A Frost & Sullivan study commissioned by Microsoft has revealed that 25% of APAC organisations have experienced a cybersecurity incident in the past year, but more worryingly than that, an additional 27% are not sure whether or not they have, as they have not carried out forensics or data breach assessment. 41% of organisations said they ‘either think about cybersecurity only after they start on the project or do not consider it at all.’
The apparent lack of concern about cybersecurity is made particularly worrying by what the study discovered about the potential economic impact of a breach, which in 2017 may have been as much as $1.75 trillion (USD), representing more than 7% of the region’s total GDP of $24.3 trillion.
Although the direct losses from cybersecurity breaches are most visible, they are but just the tip of the iceberg […] The economic loss for organizations suffering from cybersecurity attacks can be often underestimated
– Edison Yu, Vice President and APAC Head of Enterprise, Frost & Sullivan
This figure is based on the study’s findings that a security incident at a large APAC organisation (i.e. >500 employees) can incur an average of $30 million in combined losses. This total includes direct losses ($3.4 million), indirect losses such as opportunity costs and reputational damage ($9.7 million), and incidental losses ($17.2 million).
Large organisations incur much more substantial losses than the majority of companies, however, with this total being 300x higher than the average economic loss for a mid-sized company (250-499 employees), which the study finds to be only $96,000.
“Although the direct losses from cybersecurity breaches are most visible, they are but just the tip of the iceberg,” said Edison Yu, Vice President and APAC Head of Enterprise for Frost & Sullivan. “There are many other hidden losses that we have to consider from both the indirect and induced perspectives, and the economic loss for organizations suffering from cybersecurity attacks can be often underestimated.”
For example, the study found that a cybersecurity incident had led to job losses in 67% of organisations last year, and 59% said they had postponed digital transformation efforts due to cybersecurity concerns.
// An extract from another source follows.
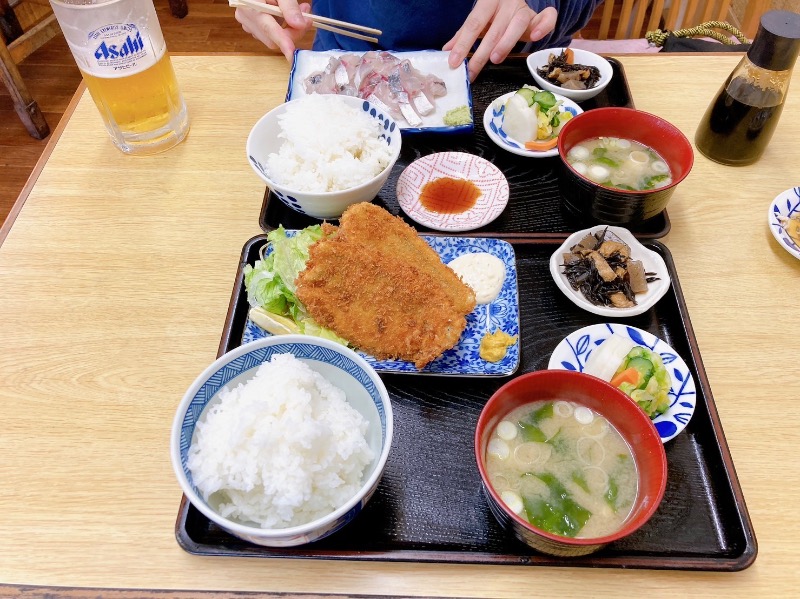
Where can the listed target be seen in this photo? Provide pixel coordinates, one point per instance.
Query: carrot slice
(629, 375)
(541, 146)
The report noted that even those companies which were committing to cybersecurity initiatives were not necessarily doing so in a mature way. Only 1 in 5 saw cybersecurity as a business differentiator, and though 75% said they were using or thinking of using AI solutions to protect their networks, the tendency to try to ‘buy’ security by opting for primarily technological rather than strategic or people-based fixes hasn’t paid off.
The survey showed that 23% of respondents with more than 50 cybersecurity solutions could recover from a cyberattack within an hour.
In contrast, almost twice as many respondents (40%) with fewer than 10 cybersecurity solutions responded that they can recover from a cyberattack within an hour.
This isn’t entirely unexpected – the organisations with more solutions are likely to be the bigger ones with more complex business infrastructure – but clearly the attempt to compensate by increasing the size of the cybersecurity stack has not been effective.
“The ever-changing threat environment is challenging, but there are ways to be more effective using the right blend of modern technology, strategy, and expertise,” said Eric Lam, Director of Microsoft Asia’s Enterprise Cybersecurity Group. “Microsoft is empowering businesses in Asia Pacific to take advantage of digital transformation by enabling them to embrace the technology that’s available to them, securely through its secure platform of products and services, combined with unique intelligence and broad industry partnerships.”